Department of Pharmacology and Moores Cancer Center, University of California at San Diego, La Jolla, CA 92093, USA.
Trends Biochem Sci. 2013 May;38(5):233-42. doi: 10.1016/j.tibs.2013.01.004. Epub 2013 Mar 1.
The mammalian target of rapamycin (mTOR) is a conserved protein kinase involved in a multitude of cellular processes including cell growth. Increased mTOR activation is observed in multiple human cancers and inhibition of mTOR has proven efficacious in numerous clinical trials. mTOR comprises two complexes, termed mTORC1 and mTORC2. Both complexes respond to growth factors, whereas only mTORC1 is controlled by nutrients, such as glucose and amino acids. Since the discovery of mTOR, extensive studies have intricately detailed the molecular mechanisms by which mTORC1 is regulated. Somewhat paradoxically, amino acid (AA)-induced mTORC1 activation -arguably the most essential stimulus leading to mTORC1 activation - is the least understood. Here we review the current knowledge of nutrient-dependent regulation of mTORC1.

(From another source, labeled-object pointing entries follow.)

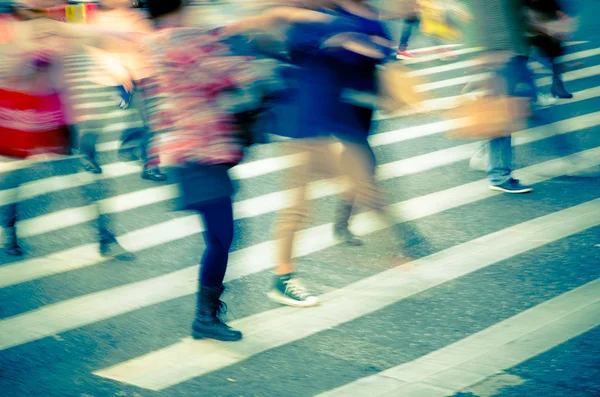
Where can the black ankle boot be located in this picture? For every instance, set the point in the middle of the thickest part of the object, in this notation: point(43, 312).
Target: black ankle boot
point(340, 228)
point(12, 246)
point(207, 323)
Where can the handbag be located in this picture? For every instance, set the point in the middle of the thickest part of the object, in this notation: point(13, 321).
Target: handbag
point(199, 183)
point(490, 117)
point(397, 89)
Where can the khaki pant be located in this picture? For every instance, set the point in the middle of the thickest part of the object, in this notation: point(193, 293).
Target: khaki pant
point(355, 165)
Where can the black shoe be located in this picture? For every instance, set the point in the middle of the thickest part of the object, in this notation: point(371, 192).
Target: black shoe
point(11, 245)
point(14, 249)
point(512, 186)
point(208, 323)
point(154, 174)
point(91, 165)
point(558, 89)
point(112, 249)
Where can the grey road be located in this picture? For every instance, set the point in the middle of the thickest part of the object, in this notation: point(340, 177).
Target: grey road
point(503, 300)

哺乳动物雷帕霉素靶蛋白(mTOR)是一种保守的蛋白激酶,参与多种细胞过程,包括细胞生长。在多种人类癌症中观察到 mTOR 的激活增加,并且抑制 mTOR 在许多临床试验中已被证明有效。mTOR 由两个复合物组成,称为 mTORC1 和 mTORC2。这两个复合物都对生长因子有反应,而只有 mTORC1 受葡萄糖和氨基酸等营养素的控制。自从发现 mTOR 以来,广泛的研究详细阐述了 mTORC1 调控的分子机制。有些矛盾的是,氨基酸(AA)诱导的 mTORC1 激活——可以说是导致 mTORC1 激活的最基本刺激——是最不为人知的。在这里,我们回顾了营养依赖的 mTORC1 调节的最新知识。